— Нежное внимание, какое вы проявляли по отношению к вашему дяде, — сказал лорд Нельвиль, — вызывает самое глубокое уважение к вам.
— Я выполнял лишь свой долг, — возразил граф д’Эрфейль. — Бедняга осыпал меня благодеяниями, когда я был ребенком; я никогда не покинул бы его, доживи он хоть до ста лет! Счастье его, что он умер; пожалуй, такой конец был бы счастьем и для меня, — добавил он, смеясь, — у меня мало надежд в этом мире.
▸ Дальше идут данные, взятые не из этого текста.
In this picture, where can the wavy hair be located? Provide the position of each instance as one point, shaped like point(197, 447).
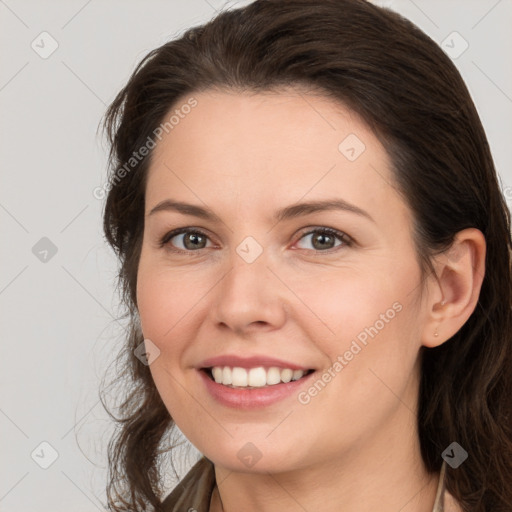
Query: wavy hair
point(411, 95)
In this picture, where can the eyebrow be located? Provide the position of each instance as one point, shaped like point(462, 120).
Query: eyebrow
point(289, 212)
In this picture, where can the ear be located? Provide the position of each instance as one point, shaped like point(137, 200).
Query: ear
point(455, 289)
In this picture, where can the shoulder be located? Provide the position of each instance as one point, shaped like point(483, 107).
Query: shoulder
point(194, 491)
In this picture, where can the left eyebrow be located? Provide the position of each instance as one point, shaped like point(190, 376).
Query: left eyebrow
point(289, 212)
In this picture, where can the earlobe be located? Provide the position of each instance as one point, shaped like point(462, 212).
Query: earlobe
point(461, 270)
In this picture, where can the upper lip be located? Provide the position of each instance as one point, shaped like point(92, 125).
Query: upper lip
point(249, 362)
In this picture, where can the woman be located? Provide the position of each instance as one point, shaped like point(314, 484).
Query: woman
point(316, 258)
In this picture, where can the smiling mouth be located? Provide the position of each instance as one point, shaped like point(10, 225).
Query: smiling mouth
point(253, 378)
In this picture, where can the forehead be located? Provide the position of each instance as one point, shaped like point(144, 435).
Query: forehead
point(272, 146)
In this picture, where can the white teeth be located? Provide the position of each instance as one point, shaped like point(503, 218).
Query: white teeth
point(239, 377)
point(254, 377)
point(257, 377)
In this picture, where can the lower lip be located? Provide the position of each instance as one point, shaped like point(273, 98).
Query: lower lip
point(252, 398)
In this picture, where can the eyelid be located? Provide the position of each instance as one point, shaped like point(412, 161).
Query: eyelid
point(344, 237)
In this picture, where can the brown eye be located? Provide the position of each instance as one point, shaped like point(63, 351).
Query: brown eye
point(190, 240)
point(324, 239)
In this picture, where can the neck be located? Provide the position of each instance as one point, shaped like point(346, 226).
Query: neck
point(385, 474)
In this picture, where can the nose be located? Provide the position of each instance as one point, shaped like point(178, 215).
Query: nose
point(249, 297)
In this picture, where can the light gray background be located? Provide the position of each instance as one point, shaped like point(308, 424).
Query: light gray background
point(58, 316)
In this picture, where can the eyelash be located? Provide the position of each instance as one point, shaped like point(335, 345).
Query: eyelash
point(347, 240)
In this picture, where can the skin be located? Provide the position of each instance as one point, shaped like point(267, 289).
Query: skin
point(355, 443)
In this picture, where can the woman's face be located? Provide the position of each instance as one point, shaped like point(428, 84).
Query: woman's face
point(253, 276)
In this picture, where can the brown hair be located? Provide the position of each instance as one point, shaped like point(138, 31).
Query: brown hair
point(411, 95)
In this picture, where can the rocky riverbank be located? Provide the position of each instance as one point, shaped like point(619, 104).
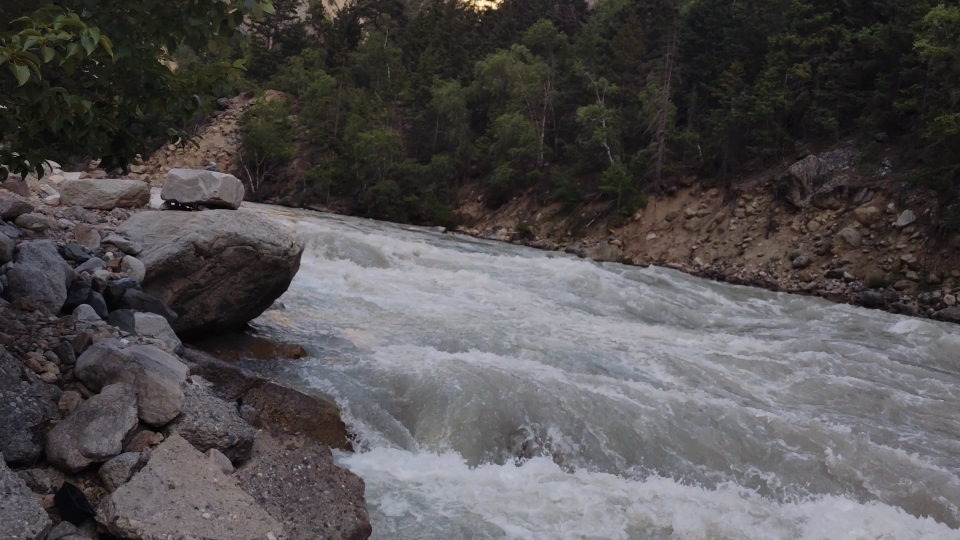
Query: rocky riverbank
point(111, 427)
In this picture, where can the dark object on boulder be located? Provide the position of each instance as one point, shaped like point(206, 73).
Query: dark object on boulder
point(96, 301)
point(113, 292)
point(77, 294)
point(75, 253)
point(124, 319)
point(141, 301)
point(73, 504)
point(218, 269)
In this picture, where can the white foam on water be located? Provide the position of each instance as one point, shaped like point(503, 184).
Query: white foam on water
point(642, 403)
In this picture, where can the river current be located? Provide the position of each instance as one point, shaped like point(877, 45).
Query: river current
point(499, 392)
Я старался изо всех сил, чтобы меня убили на войне, но уж раз судьба пощадила меня, надобно жить по возможности приятнее!
— Я благословил бы мой приезд сюда, — ответил лорд Нельвиль, — если бы вам было хорошо в Риме и если бы…
— Бог ты мой! — перебил его граф д’Эрфейль. — Мне везде будет хорошо: когда человек молод и весел, все улаживается! Мою философию я почерпнул не из книг и размышлений: меня многому научило общение с людьми и привычка переносить несчастья; и вы сами видите, милорд, я имею основания надеяться на случай — ведь он мне доставил возможность совершить путешествие вместе с вами.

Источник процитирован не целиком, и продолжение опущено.